Soulignant que l'Herceptin a permis de traiter en vingt ans plus de deux millions de personnes à travers le monde, Roche met en avant des études qui mesurent le prix d'un médicament en fonction des années de vie supplémentaires et de la qualité de vie qu'il procure.
En d'autres termes, plus un traitement est efficace, plus son tarif est élevé, même s'il coûte peu à produire.
Novartis: «Financer la prochaine génération de traitements»
Novartis refuse également de commenter les chiffres pour le Glivec. L'entreprise indique à la RTS que «ses investissements dans la recherche sur Glivec ont été maintenus au cours des 15 dernières années» et que «les ventes ont également permis de financer la prochaine génération de traitements innovants, notamment des essais cliniques portant sur de nouvelles molécules expérimentales».
La firme ne communique pas dans le détail les montants réinvestis dans la recherche sur le Glivec, mais rappelle ses dépenses annuelles de 9 milliards de dollars en recherche et développement.
Selon l'Organisation mondiale de la santé (OMS), «les prix élevés des médicaments contre le cancer ont généré des gains largement supérieurs aux possibles coûts de recherche». Dans un rapport publié en janvier, l'organisation constate que pour chaque dollar investi dans la recherche contre le cancer, les entreprises pharmaceutiques ont obtenu en moyenne des revenus de 14,5 dollars.

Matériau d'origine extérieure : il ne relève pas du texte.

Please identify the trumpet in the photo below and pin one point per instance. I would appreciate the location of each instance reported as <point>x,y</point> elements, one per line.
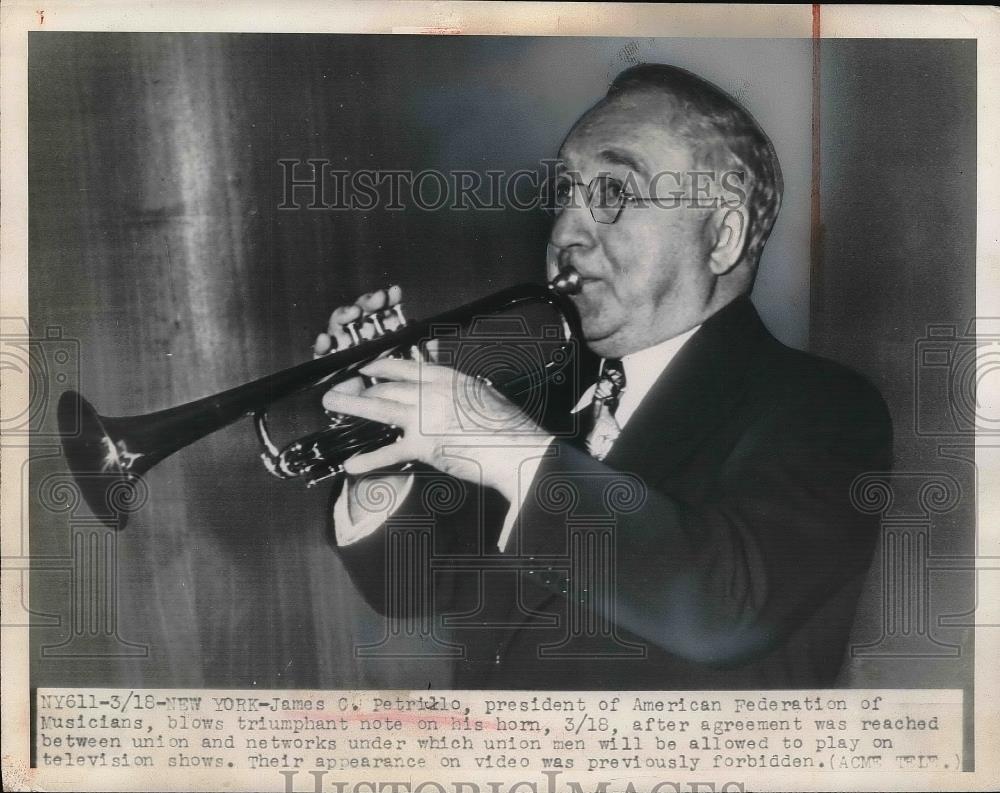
<point>101,450</point>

Comment sont fixés les prix?
En Suisse, les tarifs des médicaments sont négociés et validés à l'Office fédéral de la santé publique (OFSP) qui se base sur deux critères: les prix pratiqués dans neuf pays européens et la comparaison thérapeutique, c'est-à-dire les prix d'autres médicaments utilisés dans le traitement de la maladie.
«Si on se base sur le coût de recherche et développement, le prix de l'Herceptin n'est pas justifié», reconnaît un porte-parole de l'OFSP. «En revanche, si on s'appuie sur notre base légale, ce prix correspond à nos critères d'économicité», assure-t-il.
Pour l'Herceptin et le Glivec, comme il n'existe pas de substance équivalente, seule la comparaison internationale est prise en compte. Pourtant, l'OFSP admet ne pas connaître les prix réels à l'étranger.
Par conséquence, conclut la RTS, l'OFSP reste assez impuissant face aux géants pharmaceutiques.